Enhanced Performance of Ternary NASICON-Type Na 3.5- X Mn 0.5 V 1.5- X Zr X (PO4)3/C Cathodes for Sodium-Ion Batteries

Sodium-ion batteries (SIBs) are widely studied for energy storage applications, but achieving cathode materials with balanced high energy density, stability, and fast charge/discharge performance remains a key challenge. In this study, we successfully synthesized a series of NASICON-type Na 3.5- X Mn 0.5 V 1.5- X Zr X (PO 4 ) 3 /C, incorporating Mn, V, and Zr to investigate their impact on electrochemical performance. By introducing Zr alongside Mn and V, we developed a novel strategy to activate V 4+ /V 5+ redox reactions, achieving high energy density.

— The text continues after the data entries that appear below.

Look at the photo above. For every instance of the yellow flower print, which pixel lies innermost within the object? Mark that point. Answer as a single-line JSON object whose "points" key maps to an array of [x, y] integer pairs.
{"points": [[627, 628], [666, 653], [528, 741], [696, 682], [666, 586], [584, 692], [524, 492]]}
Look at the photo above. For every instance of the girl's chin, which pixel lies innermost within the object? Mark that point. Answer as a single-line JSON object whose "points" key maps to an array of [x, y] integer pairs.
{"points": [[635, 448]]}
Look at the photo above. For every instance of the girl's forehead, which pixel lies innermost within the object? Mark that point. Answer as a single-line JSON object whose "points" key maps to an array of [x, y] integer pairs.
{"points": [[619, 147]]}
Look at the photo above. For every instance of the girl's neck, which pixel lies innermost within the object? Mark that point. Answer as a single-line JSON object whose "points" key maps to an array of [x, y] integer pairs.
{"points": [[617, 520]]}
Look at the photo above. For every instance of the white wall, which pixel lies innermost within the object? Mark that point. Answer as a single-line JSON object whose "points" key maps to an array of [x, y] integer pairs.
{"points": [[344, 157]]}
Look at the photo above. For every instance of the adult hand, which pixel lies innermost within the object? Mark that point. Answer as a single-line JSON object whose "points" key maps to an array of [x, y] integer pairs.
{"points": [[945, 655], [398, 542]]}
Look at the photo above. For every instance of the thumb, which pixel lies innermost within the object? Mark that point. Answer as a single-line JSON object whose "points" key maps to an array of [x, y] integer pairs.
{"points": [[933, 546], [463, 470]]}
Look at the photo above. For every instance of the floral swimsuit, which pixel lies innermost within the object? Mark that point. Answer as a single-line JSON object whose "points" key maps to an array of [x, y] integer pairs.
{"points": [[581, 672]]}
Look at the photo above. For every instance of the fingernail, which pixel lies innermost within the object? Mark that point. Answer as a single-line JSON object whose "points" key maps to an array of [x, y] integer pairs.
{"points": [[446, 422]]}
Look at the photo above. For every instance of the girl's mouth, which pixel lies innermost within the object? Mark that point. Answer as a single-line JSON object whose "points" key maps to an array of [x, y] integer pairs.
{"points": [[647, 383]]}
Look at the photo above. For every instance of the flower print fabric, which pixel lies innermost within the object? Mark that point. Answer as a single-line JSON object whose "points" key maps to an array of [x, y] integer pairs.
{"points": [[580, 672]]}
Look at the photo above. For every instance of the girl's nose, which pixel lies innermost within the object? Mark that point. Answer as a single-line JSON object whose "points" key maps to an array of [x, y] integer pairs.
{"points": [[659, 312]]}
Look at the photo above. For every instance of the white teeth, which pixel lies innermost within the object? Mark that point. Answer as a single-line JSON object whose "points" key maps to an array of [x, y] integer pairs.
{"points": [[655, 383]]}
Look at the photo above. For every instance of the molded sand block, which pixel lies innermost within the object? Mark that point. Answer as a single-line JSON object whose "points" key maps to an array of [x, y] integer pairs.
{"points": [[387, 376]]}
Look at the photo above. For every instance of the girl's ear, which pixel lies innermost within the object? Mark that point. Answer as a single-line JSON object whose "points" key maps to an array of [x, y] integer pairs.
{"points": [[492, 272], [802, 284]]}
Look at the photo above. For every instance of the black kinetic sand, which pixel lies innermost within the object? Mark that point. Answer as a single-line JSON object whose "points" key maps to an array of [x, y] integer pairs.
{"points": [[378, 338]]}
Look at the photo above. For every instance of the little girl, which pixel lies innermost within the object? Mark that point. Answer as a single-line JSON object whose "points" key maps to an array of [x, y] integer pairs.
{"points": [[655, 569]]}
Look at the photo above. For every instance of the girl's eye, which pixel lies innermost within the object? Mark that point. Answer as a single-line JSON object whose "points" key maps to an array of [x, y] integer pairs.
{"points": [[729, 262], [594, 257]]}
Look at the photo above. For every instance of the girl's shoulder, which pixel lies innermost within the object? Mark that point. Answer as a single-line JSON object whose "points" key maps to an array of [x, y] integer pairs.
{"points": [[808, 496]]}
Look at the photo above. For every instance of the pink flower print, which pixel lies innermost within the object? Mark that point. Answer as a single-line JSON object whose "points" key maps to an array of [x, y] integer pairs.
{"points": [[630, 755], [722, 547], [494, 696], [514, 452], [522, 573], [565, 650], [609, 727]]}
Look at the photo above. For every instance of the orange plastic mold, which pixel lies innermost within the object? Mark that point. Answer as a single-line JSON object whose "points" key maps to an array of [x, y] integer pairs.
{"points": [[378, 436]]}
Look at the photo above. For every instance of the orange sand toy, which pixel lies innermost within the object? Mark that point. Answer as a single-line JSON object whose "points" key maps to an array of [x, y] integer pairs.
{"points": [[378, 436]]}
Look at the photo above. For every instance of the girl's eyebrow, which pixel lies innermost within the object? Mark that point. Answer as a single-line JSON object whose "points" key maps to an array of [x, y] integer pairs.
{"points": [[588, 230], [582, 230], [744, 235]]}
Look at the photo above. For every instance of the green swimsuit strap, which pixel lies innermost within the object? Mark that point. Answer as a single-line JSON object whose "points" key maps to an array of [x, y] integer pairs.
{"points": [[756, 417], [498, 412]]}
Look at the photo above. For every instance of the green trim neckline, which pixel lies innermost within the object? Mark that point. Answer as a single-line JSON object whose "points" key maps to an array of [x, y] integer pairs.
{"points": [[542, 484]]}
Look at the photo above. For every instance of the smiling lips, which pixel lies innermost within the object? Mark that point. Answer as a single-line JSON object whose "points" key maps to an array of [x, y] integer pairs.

Moreover, this substitution promotes Na-ion migration by widening the migration pathways and generating additional Na vacancies, which greatly enhances electrode reaction kinetics and boosts overall performance. Na 3.4 Mn 0.5 V 1.4 Zr 0.1 (PO 4 ) 3 /C demonstrates superior stability, retaining 90% of its capacity after 800 cycles, and delivers high-rate performance (84 mAh center dot g-1 at 20C), significantly outperforming pristine Na3.5Mn0.5V1.5(PO4)3/C. These advancements highlight a potential approach for developing efficient and sustainable SIBs.